Conservative media critics charge that media personalities like Peter Jennings, Dan Rather and Katie Couric hide their liberal views under a mask of supposed impartiality, but their bias is evident in everything from the questions they ask (or don't ask) to their attitudes towards issues and guests. One of the standard-bearers for the conservative critique of media bias has of late been Bernard Goldberg, a veteran CBS journalist and self-identified liberal. In his books "Bias" and "Arrogance", he charges that journalists, who are based primarily in big cities like New York and Los Angeles, unconscously consider their own liberal views to be mainstream:
They marginalize conservatives...mainly by identifying every conservative who's in a story because -- and I think rightly -- the audience needs to know that these people are conservatives, that their views are conservative views and we should know, as they say, where they're coming from. But the very fact that we rarely identify liberals tells you, at least it tells me, that journalists very often think that these liberal views aren't liberal at all, but really mainstream, civilized, reasonable views. And that's the problem, I think.
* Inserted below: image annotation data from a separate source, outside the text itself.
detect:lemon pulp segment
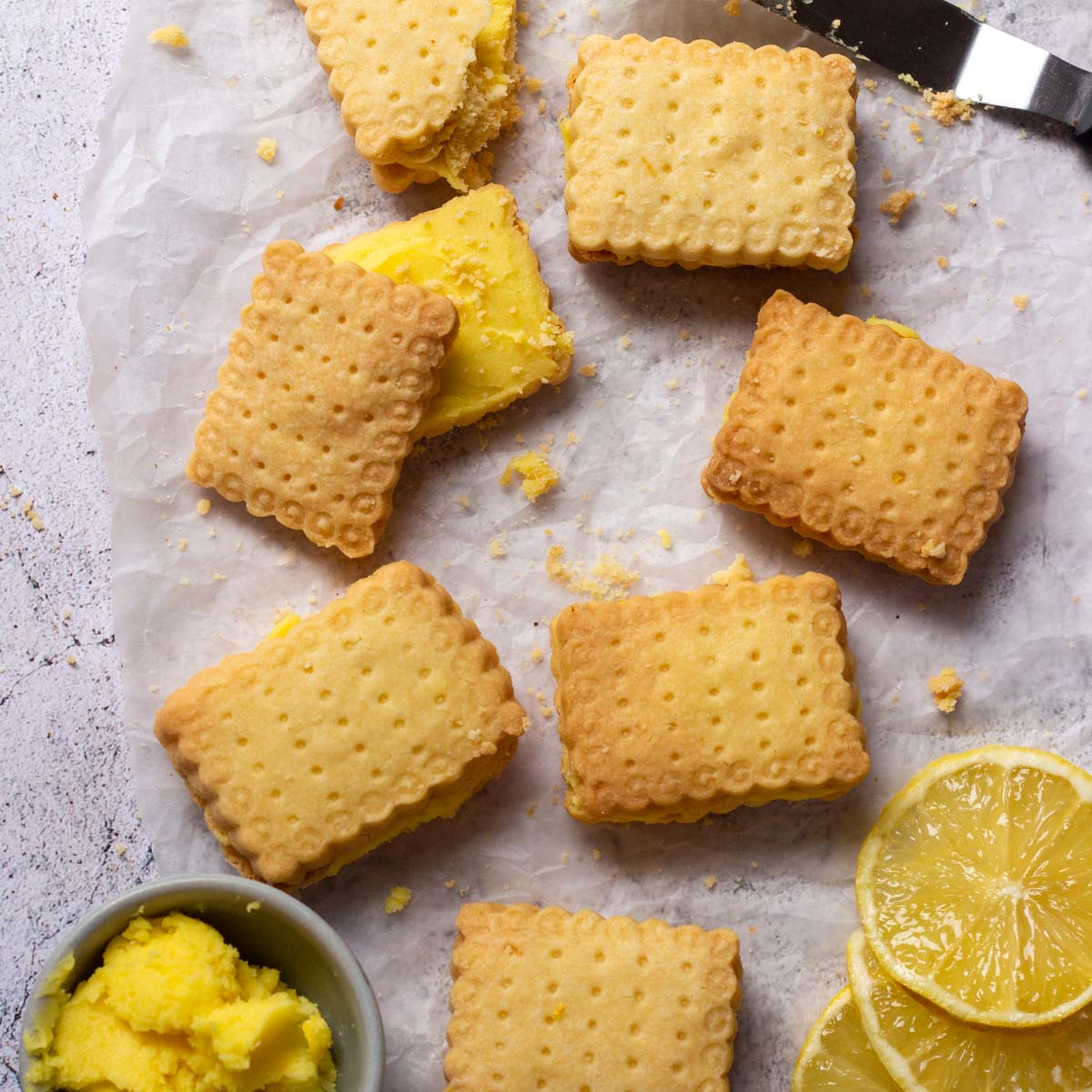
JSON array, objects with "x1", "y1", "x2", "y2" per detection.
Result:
[
  {"x1": 856, "y1": 747, "x2": 1092, "y2": 1026},
  {"x1": 847, "y1": 932, "x2": 1092, "y2": 1092},
  {"x1": 792, "y1": 986, "x2": 900, "y2": 1092}
]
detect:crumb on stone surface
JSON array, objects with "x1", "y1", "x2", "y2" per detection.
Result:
[
  {"x1": 383, "y1": 886, "x2": 413, "y2": 914},
  {"x1": 929, "y1": 667, "x2": 963, "y2": 713},
  {"x1": 147, "y1": 23, "x2": 190, "y2": 49},
  {"x1": 880, "y1": 190, "x2": 917, "y2": 224}
]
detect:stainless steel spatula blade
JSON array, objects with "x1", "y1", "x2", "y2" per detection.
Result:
[{"x1": 757, "y1": 0, "x2": 1092, "y2": 135}]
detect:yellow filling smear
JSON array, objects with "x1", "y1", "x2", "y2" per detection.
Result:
[
  {"x1": 327, "y1": 186, "x2": 572, "y2": 439},
  {"x1": 864, "y1": 315, "x2": 922, "y2": 340},
  {"x1": 266, "y1": 612, "x2": 302, "y2": 641}
]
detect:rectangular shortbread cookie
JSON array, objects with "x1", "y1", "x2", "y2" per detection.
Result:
[
  {"x1": 327, "y1": 186, "x2": 572, "y2": 438},
  {"x1": 296, "y1": 0, "x2": 522, "y2": 193},
  {"x1": 703, "y1": 291, "x2": 1027, "y2": 584},
  {"x1": 443, "y1": 903, "x2": 743, "y2": 1092},
  {"x1": 562, "y1": 34, "x2": 856, "y2": 271},
  {"x1": 186, "y1": 240, "x2": 459, "y2": 557},
  {"x1": 155, "y1": 561, "x2": 525, "y2": 888},
  {"x1": 551, "y1": 572, "x2": 869, "y2": 823}
]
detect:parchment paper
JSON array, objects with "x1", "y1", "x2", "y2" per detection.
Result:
[{"x1": 81, "y1": 0, "x2": 1092, "y2": 1092}]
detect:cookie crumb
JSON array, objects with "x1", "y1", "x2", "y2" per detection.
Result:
[
  {"x1": 705, "y1": 553, "x2": 754, "y2": 586},
  {"x1": 147, "y1": 23, "x2": 190, "y2": 49},
  {"x1": 498, "y1": 451, "x2": 561, "y2": 501},
  {"x1": 880, "y1": 190, "x2": 917, "y2": 224},
  {"x1": 929, "y1": 667, "x2": 963, "y2": 713},
  {"x1": 383, "y1": 885, "x2": 415, "y2": 914},
  {"x1": 922, "y1": 88, "x2": 974, "y2": 129}
]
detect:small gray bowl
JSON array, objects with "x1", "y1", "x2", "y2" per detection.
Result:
[{"x1": 18, "y1": 875, "x2": 384, "y2": 1092}]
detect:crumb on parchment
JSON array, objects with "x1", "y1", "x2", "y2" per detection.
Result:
[
  {"x1": 880, "y1": 190, "x2": 917, "y2": 224},
  {"x1": 546, "y1": 546, "x2": 641, "y2": 602},
  {"x1": 705, "y1": 553, "x2": 754, "y2": 586},
  {"x1": 929, "y1": 667, "x2": 963, "y2": 713},
  {"x1": 922, "y1": 87, "x2": 974, "y2": 129},
  {"x1": 147, "y1": 23, "x2": 190, "y2": 49},
  {"x1": 383, "y1": 886, "x2": 413, "y2": 914},
  {"x1": 498, "y1": 451, "x2": 561, "y2": 500}
]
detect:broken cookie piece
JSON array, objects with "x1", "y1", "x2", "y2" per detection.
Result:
[{"x1": 296, "y1": 0, "x2": 522, "y2": 193}]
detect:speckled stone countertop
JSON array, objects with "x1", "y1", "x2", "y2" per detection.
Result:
[
  {"x1": 0, "y1": 0, "x2": 154, "y2": 1088},
  {"x1": 0, "y1": 0, "x2": 1067, "y2": 1088}
]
Again, it's important to stress this is not a conspiracy at alll; based on data from a number of surveys, journalists hold largely liberal views. Thus, the reasoning goes that they do not recognize their own liberal bias. Conservative media critics argue that at least in the case of conservative bias, it's all out in the open. Right-wing commentators are always identified as such, and in any case are up front about their conservative viewpoint.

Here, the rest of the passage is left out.